On an average day, I make use of a few dozen or more Open Source projects, and contribute to one or two (notably Calamares and KDE, but it varies wildly). When I wear my FreeBSD packaging hat, I tend to drive-by contribute to many more projects because there’s compatibility or C++-style fixes to apply. And I try to keep up with releases, some of which I’ll highlight here.

  • praat is a phonetics application (for students of phonetics, for doing audio analysis and speech production) which had four releases in the past month. I update this when I can: the code is relatively clean and updates are simple, but it doesn’t have a high impact on my regular work and to be honest I don’t know if there are users.
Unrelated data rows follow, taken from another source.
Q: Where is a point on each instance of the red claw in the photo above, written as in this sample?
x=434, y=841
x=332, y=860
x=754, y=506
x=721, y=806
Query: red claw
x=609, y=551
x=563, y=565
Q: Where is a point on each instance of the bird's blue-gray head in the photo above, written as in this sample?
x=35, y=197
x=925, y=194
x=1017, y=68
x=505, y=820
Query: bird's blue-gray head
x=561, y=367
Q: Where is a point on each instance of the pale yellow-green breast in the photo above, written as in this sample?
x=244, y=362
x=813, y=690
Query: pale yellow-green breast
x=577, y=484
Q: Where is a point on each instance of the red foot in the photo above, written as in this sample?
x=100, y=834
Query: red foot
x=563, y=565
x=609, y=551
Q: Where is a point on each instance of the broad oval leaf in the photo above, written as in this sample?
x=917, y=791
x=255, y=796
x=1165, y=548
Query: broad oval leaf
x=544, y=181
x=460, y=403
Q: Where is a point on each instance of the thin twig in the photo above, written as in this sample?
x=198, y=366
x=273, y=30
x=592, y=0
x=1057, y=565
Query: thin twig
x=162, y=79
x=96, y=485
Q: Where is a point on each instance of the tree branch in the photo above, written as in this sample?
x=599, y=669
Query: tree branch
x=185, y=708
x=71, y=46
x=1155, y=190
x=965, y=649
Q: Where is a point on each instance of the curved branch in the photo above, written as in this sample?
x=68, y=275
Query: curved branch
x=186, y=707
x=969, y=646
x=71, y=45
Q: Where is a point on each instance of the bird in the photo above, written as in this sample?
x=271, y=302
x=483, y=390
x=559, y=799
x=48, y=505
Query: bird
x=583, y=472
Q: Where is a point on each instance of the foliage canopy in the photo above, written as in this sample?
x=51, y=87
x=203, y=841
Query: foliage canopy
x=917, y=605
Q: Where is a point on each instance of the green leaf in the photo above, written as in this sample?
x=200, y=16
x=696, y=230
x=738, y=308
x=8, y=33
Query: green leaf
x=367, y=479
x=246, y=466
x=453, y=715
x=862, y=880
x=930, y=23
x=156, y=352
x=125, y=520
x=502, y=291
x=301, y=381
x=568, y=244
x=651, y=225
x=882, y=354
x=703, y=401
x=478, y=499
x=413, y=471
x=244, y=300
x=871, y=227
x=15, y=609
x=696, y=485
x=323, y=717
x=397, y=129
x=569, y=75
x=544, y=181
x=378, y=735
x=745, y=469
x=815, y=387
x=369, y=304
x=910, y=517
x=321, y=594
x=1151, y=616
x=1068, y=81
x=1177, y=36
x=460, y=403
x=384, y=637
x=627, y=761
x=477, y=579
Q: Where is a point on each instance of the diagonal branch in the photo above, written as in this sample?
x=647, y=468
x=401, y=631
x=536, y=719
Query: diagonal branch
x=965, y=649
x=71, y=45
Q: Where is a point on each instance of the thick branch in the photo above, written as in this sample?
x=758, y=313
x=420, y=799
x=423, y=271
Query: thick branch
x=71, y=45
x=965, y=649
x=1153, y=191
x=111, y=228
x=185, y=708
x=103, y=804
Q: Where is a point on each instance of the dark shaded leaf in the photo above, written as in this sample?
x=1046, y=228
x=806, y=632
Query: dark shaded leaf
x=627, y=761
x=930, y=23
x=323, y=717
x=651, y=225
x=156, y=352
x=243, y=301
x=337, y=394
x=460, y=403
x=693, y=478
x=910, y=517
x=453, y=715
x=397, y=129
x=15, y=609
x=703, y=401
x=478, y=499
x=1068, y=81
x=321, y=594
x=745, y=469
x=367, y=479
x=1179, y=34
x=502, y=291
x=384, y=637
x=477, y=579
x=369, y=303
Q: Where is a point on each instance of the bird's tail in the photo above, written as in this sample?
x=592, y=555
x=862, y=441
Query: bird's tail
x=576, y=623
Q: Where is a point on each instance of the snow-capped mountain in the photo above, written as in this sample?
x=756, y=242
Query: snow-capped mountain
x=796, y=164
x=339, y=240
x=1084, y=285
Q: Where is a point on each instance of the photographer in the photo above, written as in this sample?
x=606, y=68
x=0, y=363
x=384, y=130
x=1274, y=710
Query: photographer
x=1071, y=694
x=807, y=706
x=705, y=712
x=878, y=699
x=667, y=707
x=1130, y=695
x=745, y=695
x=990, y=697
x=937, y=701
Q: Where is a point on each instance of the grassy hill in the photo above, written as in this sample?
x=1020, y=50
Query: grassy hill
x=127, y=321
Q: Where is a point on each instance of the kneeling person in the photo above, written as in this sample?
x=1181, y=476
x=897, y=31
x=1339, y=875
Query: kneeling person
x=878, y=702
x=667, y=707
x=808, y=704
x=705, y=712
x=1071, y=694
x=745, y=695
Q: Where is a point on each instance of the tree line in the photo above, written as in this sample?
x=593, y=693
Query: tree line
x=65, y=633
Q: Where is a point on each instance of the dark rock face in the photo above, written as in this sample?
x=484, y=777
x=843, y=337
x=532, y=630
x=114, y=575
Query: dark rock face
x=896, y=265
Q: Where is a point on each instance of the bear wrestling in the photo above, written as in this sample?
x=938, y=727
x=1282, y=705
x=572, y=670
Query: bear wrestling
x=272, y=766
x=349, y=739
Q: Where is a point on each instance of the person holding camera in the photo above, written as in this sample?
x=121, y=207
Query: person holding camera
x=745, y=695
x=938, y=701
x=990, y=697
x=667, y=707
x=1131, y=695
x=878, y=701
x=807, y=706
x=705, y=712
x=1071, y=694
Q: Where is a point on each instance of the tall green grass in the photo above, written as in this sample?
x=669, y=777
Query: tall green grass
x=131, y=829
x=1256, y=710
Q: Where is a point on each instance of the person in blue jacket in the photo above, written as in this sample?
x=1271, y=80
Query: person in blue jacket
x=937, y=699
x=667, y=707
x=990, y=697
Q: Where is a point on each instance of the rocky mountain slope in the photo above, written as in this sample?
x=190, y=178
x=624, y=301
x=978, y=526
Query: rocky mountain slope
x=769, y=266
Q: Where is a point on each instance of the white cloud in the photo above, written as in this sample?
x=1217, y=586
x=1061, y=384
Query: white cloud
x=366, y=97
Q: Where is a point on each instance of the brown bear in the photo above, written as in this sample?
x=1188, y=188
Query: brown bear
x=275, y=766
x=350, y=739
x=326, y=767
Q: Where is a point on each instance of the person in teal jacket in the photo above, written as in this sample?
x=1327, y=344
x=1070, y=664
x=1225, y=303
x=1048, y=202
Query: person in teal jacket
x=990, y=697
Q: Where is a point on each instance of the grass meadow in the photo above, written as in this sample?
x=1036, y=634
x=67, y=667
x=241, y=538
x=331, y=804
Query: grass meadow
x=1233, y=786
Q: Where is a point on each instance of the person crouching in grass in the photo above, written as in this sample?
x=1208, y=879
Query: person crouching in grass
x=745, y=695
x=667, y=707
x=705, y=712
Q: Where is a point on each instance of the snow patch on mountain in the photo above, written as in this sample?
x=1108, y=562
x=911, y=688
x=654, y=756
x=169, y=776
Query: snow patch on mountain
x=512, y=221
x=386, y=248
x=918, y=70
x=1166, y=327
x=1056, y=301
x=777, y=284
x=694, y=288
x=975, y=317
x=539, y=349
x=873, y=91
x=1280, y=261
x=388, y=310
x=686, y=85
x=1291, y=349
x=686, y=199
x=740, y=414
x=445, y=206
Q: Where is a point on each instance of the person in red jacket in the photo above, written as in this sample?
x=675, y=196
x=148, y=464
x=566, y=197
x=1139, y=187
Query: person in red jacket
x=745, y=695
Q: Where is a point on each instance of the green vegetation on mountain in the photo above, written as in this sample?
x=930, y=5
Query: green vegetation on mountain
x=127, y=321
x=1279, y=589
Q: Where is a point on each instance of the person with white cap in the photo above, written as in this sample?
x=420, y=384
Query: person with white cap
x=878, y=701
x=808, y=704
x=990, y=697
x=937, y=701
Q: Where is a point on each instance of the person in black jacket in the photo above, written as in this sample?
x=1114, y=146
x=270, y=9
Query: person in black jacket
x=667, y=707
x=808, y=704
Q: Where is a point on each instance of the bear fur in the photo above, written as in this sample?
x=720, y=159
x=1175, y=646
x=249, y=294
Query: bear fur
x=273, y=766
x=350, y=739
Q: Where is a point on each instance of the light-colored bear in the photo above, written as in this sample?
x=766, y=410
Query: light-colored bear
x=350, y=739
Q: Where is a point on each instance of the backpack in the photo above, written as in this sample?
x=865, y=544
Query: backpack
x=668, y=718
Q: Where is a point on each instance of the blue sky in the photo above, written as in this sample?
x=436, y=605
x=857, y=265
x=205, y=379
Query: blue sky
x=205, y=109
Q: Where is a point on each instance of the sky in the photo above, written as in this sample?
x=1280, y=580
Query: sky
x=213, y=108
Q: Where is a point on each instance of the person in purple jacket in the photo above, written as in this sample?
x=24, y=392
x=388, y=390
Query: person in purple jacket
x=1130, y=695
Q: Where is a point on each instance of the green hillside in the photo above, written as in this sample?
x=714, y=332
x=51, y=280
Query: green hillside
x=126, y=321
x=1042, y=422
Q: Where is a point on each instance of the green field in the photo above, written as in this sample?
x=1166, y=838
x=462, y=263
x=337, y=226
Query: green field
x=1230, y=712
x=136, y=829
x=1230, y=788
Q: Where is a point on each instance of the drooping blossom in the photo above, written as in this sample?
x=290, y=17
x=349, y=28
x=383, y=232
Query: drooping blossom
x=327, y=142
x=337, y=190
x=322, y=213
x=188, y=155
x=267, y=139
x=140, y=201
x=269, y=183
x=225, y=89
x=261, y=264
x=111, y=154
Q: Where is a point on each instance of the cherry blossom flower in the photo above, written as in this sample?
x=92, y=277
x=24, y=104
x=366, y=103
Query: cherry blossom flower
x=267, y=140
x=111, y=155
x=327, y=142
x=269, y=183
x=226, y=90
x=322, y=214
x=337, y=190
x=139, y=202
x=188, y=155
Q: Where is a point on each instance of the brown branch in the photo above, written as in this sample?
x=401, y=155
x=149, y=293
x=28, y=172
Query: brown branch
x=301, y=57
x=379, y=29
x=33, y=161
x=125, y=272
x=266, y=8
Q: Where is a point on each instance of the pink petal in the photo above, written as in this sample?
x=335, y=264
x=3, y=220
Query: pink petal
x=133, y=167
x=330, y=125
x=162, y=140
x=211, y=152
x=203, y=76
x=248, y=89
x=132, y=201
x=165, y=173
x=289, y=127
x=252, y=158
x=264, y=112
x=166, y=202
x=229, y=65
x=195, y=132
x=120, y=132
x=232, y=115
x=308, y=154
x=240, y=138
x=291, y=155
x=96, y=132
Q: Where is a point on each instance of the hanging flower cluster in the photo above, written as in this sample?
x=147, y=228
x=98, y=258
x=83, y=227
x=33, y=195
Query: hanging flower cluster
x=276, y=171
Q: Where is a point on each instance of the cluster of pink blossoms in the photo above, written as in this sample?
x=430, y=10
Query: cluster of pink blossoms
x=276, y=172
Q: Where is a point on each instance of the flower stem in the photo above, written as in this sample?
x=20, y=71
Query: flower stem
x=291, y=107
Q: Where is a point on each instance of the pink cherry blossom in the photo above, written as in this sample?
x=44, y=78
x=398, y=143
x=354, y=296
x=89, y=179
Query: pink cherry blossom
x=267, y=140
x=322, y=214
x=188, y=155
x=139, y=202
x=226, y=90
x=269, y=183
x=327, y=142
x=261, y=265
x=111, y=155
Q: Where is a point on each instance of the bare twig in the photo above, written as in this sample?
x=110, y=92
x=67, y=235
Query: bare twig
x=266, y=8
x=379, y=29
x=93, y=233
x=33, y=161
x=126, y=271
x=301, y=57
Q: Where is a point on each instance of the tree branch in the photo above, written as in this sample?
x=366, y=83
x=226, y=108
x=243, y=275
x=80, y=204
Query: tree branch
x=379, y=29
  • cutelyst is a Qt web-thingy, which helps you write web applications in C++ – or something like that. Daniel writes sympathetic release notes, and the code is C++ and Qt and close to KDE and easy to update.
  • asql comes from the same place as cutelyst, and looks like “what if you could hook up an SQL query to a C++ lambda”. The answer is remarkably readable code, if you’re into that kind of thing. This is newly packaged for FreeBSD (with a PostgreSQL backend).

Something not my doing, but worth pointing out, is that Konversation 1.7.7 was released monday and the packaging updated on FreeBSD immediately. Kudos to Tobias for keeping on top of things, and the Konversation team for carrying the IRC torch.